Un’ipotesi di scuola, alle volte citata, sembra illuminarci: l’idea di riportare a Teheran lo Shah, sin qui non elaborata da loro, farebbe infatti vedere una guerra globale di cui poco ci rendiamo conto: quella per il cuore secolarizzato, che si tentò di unire ad altri contro la guerra metafisica, tra bene e male, evocata dal patriarca russo Kirill contro l’Ucraina.
La bandiera o l’icona dello Shah servirebbe a indicare che la strada è portare l’Iran nel campo secolare e globale, il cui simbolo è stata Farah Diba, l'ultima imperatrice del moderno Iran in quanto vedova di Mohammad Reza Pahlavi.
Tramontate le istituzioni internazionali e le loro regole, le opinioni pubbliche sono diventate fattori di importanza diretta? L’opinione pubblica secolarizzata esiste ovunque e costituisce una fetta importante del consenso, ma stenta a trovare una sua bussola perché ormai ovunque emergono forze identitariste.
Di Russia e Iran non serve aggiungere altro, ma ci sono anche gli Stati Uniti, dove il presidente della grande deportazione Donald Trump ha detto di voler difendere i valori cristiani, le tendenze messianiche in settori di Israele, le pressioni nostalgiche in Europa.
E visto che il primo campo religioso non ha avuto riscontro adeguato proprio da questo mondo secolarizzato, la bandiera, il simbolo per unire diviene importante. Non ci sono più le regole dell’ONU alle quali potersi affidare, emerge il peso delle icone prescelte.
Il compromesso siriano
Il caso siriano va sottolineato per la sua qualità cinematografica, impressionante.
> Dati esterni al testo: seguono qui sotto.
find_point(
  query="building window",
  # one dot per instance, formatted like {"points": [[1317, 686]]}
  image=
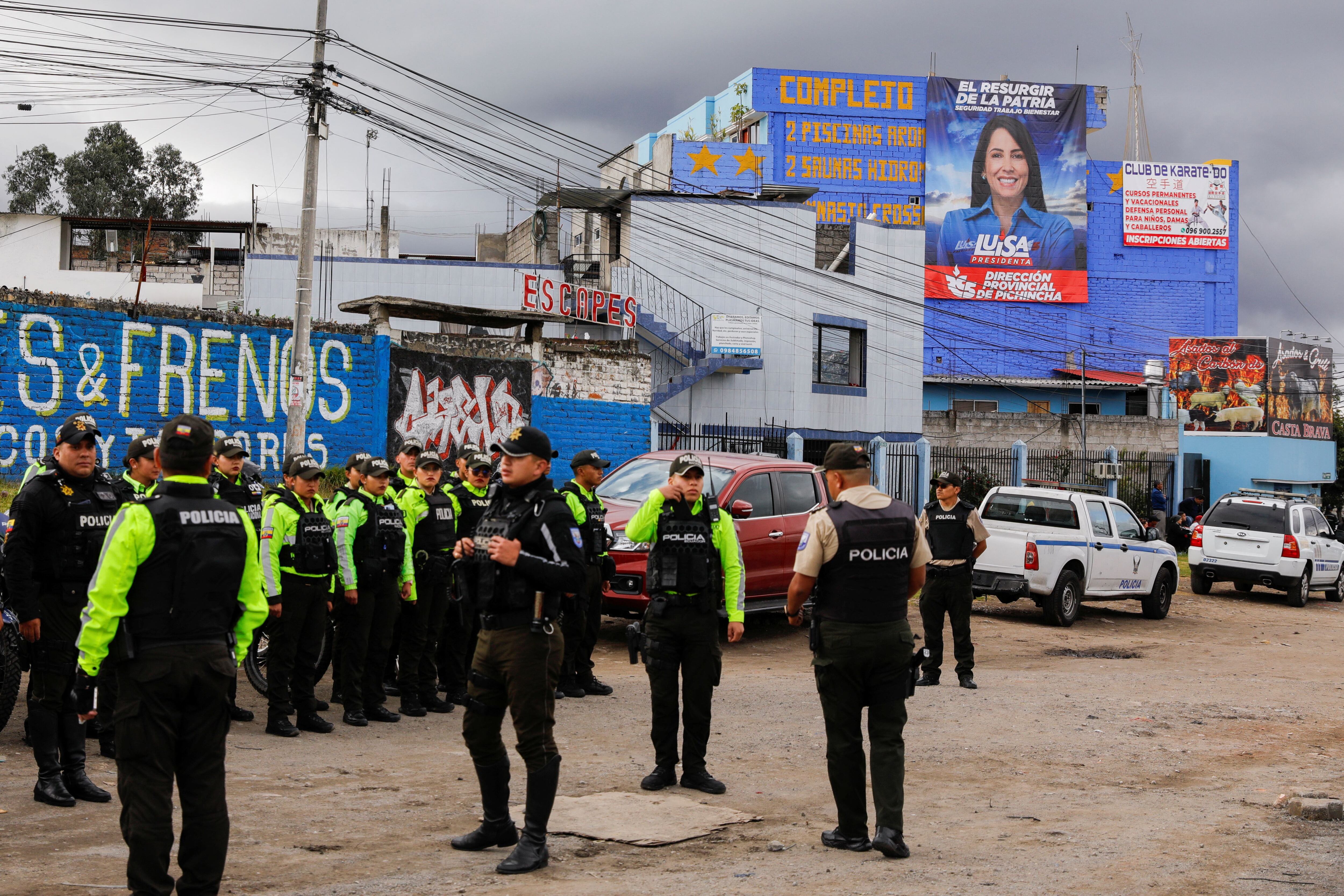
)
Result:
{"points": [[838, 357]]}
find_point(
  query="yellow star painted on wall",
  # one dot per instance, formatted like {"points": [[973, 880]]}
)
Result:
{"points": [[749, 162], [705, 159]]}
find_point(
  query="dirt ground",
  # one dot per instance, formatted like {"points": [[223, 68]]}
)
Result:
{"points": [[1154, 774]]}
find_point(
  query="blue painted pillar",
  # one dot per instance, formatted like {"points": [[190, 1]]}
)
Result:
{"points": [[1112, 485], [878, 452], [923, 453]]}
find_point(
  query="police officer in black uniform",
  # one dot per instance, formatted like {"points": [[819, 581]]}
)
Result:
{"points": [[178, 596], [58, 523], [865, 555], [245, 491], [957, 536], [527, 553]]}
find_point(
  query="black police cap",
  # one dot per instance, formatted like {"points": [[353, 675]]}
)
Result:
{"points": [[526, 440]]}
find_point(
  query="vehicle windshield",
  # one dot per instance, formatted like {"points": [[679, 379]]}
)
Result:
{"points": [[1240, 515], [1031, 510], [635, 480]]}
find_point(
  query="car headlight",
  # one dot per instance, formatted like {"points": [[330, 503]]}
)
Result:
{"points": [[625, 544]]}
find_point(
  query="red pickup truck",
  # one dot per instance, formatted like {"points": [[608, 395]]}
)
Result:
{"points": [[768, 499]]}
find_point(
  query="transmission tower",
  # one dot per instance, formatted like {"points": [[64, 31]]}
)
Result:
{"points": [[1136, 126]]}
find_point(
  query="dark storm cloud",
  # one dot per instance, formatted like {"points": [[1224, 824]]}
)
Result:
{"points": [[1248, 81]]}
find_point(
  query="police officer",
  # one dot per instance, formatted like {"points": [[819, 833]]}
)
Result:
{"points": [[405, 475], [956, 536], [245, 491], [298, 562], [526, 554], [463, 624], [58, 523], [177, 596], [376, 559], [431, 528], [582, 618], [142, 469], [694, 563], [865, 555]]}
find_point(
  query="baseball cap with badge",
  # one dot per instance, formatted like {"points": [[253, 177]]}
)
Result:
{"points": [[77, 428], [142, 447], [589, 458], [376, 467], [230, 447], [846, 456], [306, 468], [683, 464], [526, 440]]}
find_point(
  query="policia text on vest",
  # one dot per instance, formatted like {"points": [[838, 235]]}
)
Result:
{"points": [[695, 566], [865, 555], [175, 598], [526, 553]]}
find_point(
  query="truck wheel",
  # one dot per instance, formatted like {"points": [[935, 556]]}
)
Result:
{"points": [[1296, 596], [1159, 602], [1336, 592], [1065, 601]]}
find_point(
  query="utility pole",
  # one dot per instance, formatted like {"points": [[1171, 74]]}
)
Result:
{"points": [[300, 367]]}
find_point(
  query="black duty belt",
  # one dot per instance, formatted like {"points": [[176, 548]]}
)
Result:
{"points": [[514, 620]]}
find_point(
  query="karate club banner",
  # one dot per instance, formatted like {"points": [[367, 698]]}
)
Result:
{"points": [[1006, 191]]}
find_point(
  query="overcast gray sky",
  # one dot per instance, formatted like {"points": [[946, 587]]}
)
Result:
{"points": [[1249, 81]]}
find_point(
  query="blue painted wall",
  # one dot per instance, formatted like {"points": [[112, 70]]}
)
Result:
{"points": [[617, 431], [134, 377]]}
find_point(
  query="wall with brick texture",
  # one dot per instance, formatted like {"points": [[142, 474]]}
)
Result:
{"points": [[61, 355]]}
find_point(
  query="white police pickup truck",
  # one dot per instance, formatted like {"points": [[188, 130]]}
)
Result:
{"points": [[1061, 549]]}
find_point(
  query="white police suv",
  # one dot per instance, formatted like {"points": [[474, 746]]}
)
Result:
{"points": [[1272, 539]]}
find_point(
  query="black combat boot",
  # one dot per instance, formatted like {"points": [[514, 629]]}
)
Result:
{"points": [[73, 762], [496, 825], [531, 852], [46, 751]]}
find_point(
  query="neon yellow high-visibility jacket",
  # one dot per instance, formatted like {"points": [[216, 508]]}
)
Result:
{"points": [[131, 540], [644, 527]]}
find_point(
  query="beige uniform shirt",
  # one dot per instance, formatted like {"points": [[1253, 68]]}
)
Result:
{"points": [[972, 523], [820, 540]]}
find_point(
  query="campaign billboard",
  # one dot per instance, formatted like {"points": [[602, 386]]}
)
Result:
{"points": [[1300, 390], [1006, 191], [1220, 385], [1177, 205]]}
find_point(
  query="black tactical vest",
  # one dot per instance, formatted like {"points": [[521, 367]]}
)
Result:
{"points": [[949, 536], [472, 508], [869, 578], [91, 506], [245, 495], [314, 551], [683, 558], [595, 528], [381, 542], [187, 587]]}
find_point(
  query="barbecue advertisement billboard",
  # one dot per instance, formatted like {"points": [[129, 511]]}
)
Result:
{"points": [[1006, 199], [1177, 206], [1220, 385], [1300, 390]]}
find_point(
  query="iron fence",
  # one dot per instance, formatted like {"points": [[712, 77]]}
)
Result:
{"points": [[980, 469]]}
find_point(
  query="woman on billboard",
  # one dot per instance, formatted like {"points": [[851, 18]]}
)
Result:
{"points": [[1007, 222]]}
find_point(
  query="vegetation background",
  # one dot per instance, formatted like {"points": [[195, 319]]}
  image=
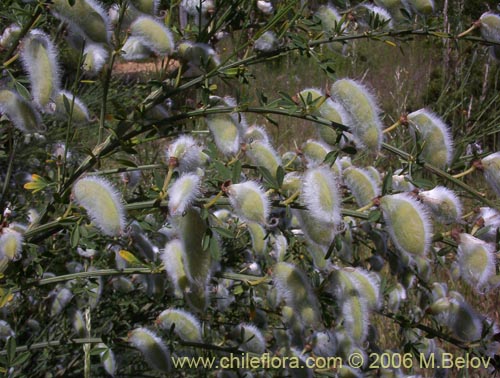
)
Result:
{"points": [[65, 314]]}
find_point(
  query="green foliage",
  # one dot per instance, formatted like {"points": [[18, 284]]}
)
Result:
{"points": [[233, 189]]}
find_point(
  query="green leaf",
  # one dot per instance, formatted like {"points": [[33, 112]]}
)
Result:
{"points": [[224, 232]]}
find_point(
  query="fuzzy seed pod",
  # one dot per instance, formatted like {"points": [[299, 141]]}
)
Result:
{"points": [[435, 135], [476, 259], [226, 129], [366, 126], [263, 154], [362, 186], [102, 203], [490, 26], [491, 219], [39, 58], [187, 152], [135, 50], [396, 296], [249, 201], [80, 113], [315, 152], [146, 6], [183, 192], [294, 288], [96, 56], [172, 257], [444, 204], [424, 7], [355, 313], [85, 17], [368, 286], [197, 260], [256, 132], [61, 299], [186, 326], [108, 359], [407, 223], [153, 34], [20, 112], [329, 17], [280, 246], [251, 338], [316, 230], [11, 244], [267, 42], [152, 348], [333, 112], [320, 194], [9, 35], [259, 240], [491, 171], [465, 323], [200, 55], [381, 13]]}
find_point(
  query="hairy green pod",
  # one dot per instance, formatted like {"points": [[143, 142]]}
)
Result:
{"points": [[294, 288], [316, 230], [251, 338], [197, 260], [187, 152], [85, 17], [186, 325], [200, 55], [39, 58], [320, 194], [362, 186], [407, 223], [267, 42], [9, 35], [135, 50], [382, 14], [396, 296], [263, 154], [355, 313], [435, 136], [477, 261], [424, 7], [315, 152], [491, 219], [96, 55], [183, 192], [366, 127], [20, 112], [62, 297], [491, 171], [108, 359], [256, 132], [259, 240], [153, 34], [152, 348], [465, 323], [333, 112], [102, 203], [329, 17], [146, 6], [443, 203], [80, 113], [249, 201], [11, 244], [291, 183], [490, 26], [172, 257]]}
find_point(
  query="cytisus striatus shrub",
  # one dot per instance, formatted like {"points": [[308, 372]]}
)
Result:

Era l’ 8 dicembre 2024: la realtà quel giorno è parsa proporci un altro finale per uno dei film più noti e popolari sulla storia mediorientale, Lawrence d’Arabia: il nuovo protagonista era Ahmed al-Sharaa, che a differenza di Lawrence d’Arabia ha trionfato, entrando a Damasco.
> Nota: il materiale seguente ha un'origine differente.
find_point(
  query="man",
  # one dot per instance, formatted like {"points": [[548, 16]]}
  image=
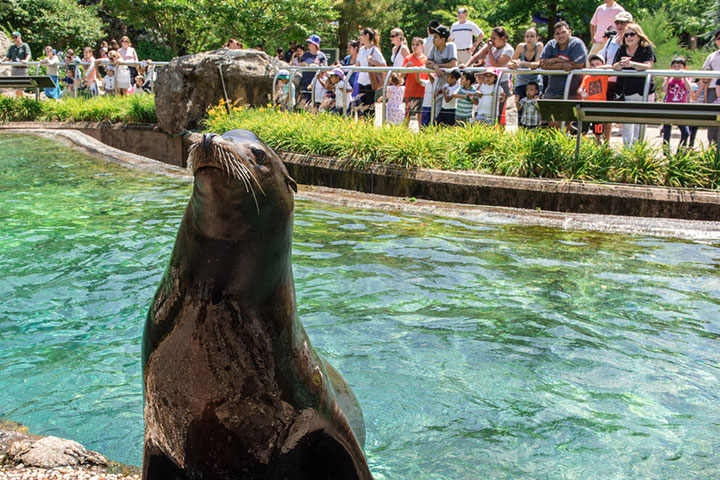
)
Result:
{"points": [[290, 51], [442, 55], [428, 43], [563, 52], [19, 51], [604, 17], [462, 33], [313, 56]]}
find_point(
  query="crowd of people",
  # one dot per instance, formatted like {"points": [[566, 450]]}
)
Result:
{"points": [[617, 43], [114, 69]]}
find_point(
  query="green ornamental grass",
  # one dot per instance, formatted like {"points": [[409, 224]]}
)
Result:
{"points": [[544, 153]]}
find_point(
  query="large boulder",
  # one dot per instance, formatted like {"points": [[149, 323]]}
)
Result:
{"points": [[51, 452], [187, 86]]}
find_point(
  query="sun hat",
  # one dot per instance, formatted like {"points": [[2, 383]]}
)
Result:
{"points": [[624, 17], [443, 31]]}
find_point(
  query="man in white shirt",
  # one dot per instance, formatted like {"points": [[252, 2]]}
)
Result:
{"points": [[462, 33], [603, 18]]}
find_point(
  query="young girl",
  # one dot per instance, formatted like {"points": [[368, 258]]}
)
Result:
{"points": [[677, 90], [485, 94], [466, 99]]}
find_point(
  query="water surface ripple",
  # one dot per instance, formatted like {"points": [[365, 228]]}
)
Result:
{"points": [[475, 350]]}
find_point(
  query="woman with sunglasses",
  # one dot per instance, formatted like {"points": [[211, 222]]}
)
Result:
{"points": [[126, 75], [712, 62], [636, 53]]}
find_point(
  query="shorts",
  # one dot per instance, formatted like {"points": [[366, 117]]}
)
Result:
{"points": [[413, 105], [426, 116]]}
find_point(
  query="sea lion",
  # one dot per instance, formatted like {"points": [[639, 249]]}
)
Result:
{"points": [[233, 388]]}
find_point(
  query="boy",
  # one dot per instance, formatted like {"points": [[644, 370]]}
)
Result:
{"points": [[485, 94], [594, 88], [465, 99], [527, 107], [449, 101], [287, 91], [109, 81]]}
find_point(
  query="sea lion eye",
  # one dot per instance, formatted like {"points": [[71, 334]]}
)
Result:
{"points": [[260, 157]]}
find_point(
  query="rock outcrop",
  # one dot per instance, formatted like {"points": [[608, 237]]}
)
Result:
{"points": [[189, 85], [51, 452]]}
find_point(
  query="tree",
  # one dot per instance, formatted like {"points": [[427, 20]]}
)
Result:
{"points": [[190, 26], [59, 23]]}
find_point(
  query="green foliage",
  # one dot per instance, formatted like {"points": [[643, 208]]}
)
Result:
{"points": [[546, 153], [128, 109], [59, 23], [191, 26]]}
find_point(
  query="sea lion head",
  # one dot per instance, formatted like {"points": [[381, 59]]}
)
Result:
{"points": [[241, 186]]}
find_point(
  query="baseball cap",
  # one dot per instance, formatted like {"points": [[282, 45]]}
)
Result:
{"points": [[624, 17], [443, 31]]}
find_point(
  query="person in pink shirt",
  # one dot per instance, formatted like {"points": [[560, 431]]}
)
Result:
{"points": [[603, 18]]}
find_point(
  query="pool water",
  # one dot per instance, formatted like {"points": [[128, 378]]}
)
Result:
{"points": [[476, 351]]}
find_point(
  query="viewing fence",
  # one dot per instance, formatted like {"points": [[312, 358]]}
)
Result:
{"points": [[647, 74]]}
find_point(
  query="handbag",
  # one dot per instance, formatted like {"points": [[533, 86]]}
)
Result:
{"points": [[377, 78]]}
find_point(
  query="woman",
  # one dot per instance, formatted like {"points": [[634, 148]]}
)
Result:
{"points": [[525, 53], [414, 89], [351, 59], [53, 63], [497, 53], [636, 53], [369, 55], [126, 74], [712, 62], [400, 49]]}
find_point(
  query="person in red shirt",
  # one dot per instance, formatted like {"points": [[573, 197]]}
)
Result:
{"points": [[414, 90], [594, 88]]}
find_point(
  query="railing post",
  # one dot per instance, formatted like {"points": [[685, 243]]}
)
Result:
{"points": [[384, 94], [646, 93]]}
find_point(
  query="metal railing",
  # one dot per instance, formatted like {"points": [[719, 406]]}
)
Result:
{"points": [[348, 70], [152, 66]]}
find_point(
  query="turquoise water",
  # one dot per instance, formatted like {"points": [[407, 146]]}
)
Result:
{"points": [[477, 351]]}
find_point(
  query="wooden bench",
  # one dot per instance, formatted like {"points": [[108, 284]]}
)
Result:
{"points": [[33, 82], [692, 114]]}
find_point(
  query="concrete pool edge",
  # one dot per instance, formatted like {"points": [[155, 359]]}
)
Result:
{"points": [[697, 230]]}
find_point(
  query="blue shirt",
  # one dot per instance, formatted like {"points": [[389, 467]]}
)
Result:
{"points": [[576, 52]]}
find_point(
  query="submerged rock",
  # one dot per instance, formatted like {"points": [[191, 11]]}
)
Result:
{"points": [[187, 86]]}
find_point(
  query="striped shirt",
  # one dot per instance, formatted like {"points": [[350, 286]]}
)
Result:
{"points": [[464, 105]]}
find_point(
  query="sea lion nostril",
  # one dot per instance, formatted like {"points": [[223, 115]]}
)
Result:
{"points": [[207, 140]]}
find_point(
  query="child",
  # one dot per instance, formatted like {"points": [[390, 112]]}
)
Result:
{"points": [[70, 82], [343, 90], [395, 106], [698, 94], [109, 81], [287, 91], [594, 88], [449, 102], [485, 93], [527, 107], [428, 84], [465, 99], [677, 91]]}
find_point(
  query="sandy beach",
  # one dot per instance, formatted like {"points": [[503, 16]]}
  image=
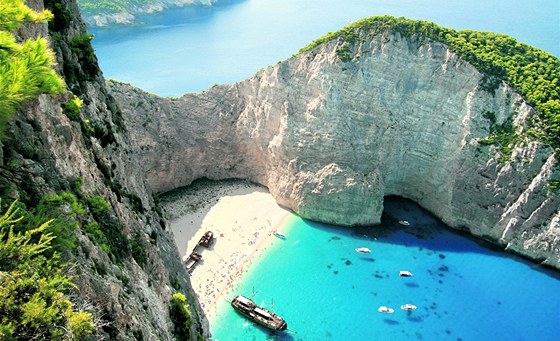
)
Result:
{"points": [[242, 217]]}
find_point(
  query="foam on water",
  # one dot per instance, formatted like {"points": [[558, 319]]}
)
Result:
{"points": [[327, 291]]}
La realtà lo ha proposto come liberatore, alla guida di un complesso e a dir poco discusso cartello di forze, che però ha incontrato il favore popolare (e poi del mondo) per le orribili azioni che per mezzo secolo hanno caratterizzato l’insopportabile regime siriano.
La scena è stata reale, si è trattato di un “regime change”? Forse sì. Pianificata ad Ankara, la galoppata di Ahmed al-Sharaa, che fino ad allora si faceva chiamare con il suo nome di battaglia, al Joulani, a indicare le sue origini di figlio del Golan (siriano), è stata una galoppata che ha presentato al mondo spettatore un popolo che si è unito, pur con tanti dubbi, al nuovo “leader” della liberazione del Paese.
E’ stata una scena efficace. Chi l’ha pianificata ha pensato a cosa gli interessava dopo, non solo a ciò che voleva togliere di torno al momento. Per vincere al Sharaa dovrà tenere i secolarizzati, dando ai suoi il burkini obbligatorio, per poi declassarlo a “possibile”.
L’operazione militare “Rising Lion”, l’attacco di Israele al regine iraniano o al suo sistema nucleare, sembra richiamarsi al leone che compariva sulla bandiera iraniana prima della rivoluzione, ai tempi cioè dello Shah. Un richiamo esplicito alla dinastia dei Pahlavi?
Il premier israeliano ha parlato di guerra al regime, non certo al popolo iraniano, anzi, ha fatto riferimento ai “persiani”, nobili e amici. In Iran chi non ha il persiano come madrelingua mette insieme circa il 50 per cento della popolazione.
Oggi le devastazioni in Iran sembrano chiamare il mondo e gli iraniani alla stessa valutazione: colpa del regime o di chi lo attacca? I ripetuti paragoni tra la Teheran di domani e la Beirut di ieri per quel poco che sappiamo non sembrano aver spinto gli iraniani a dare la prima risposta, pur esasperati da decenni dal loro regime.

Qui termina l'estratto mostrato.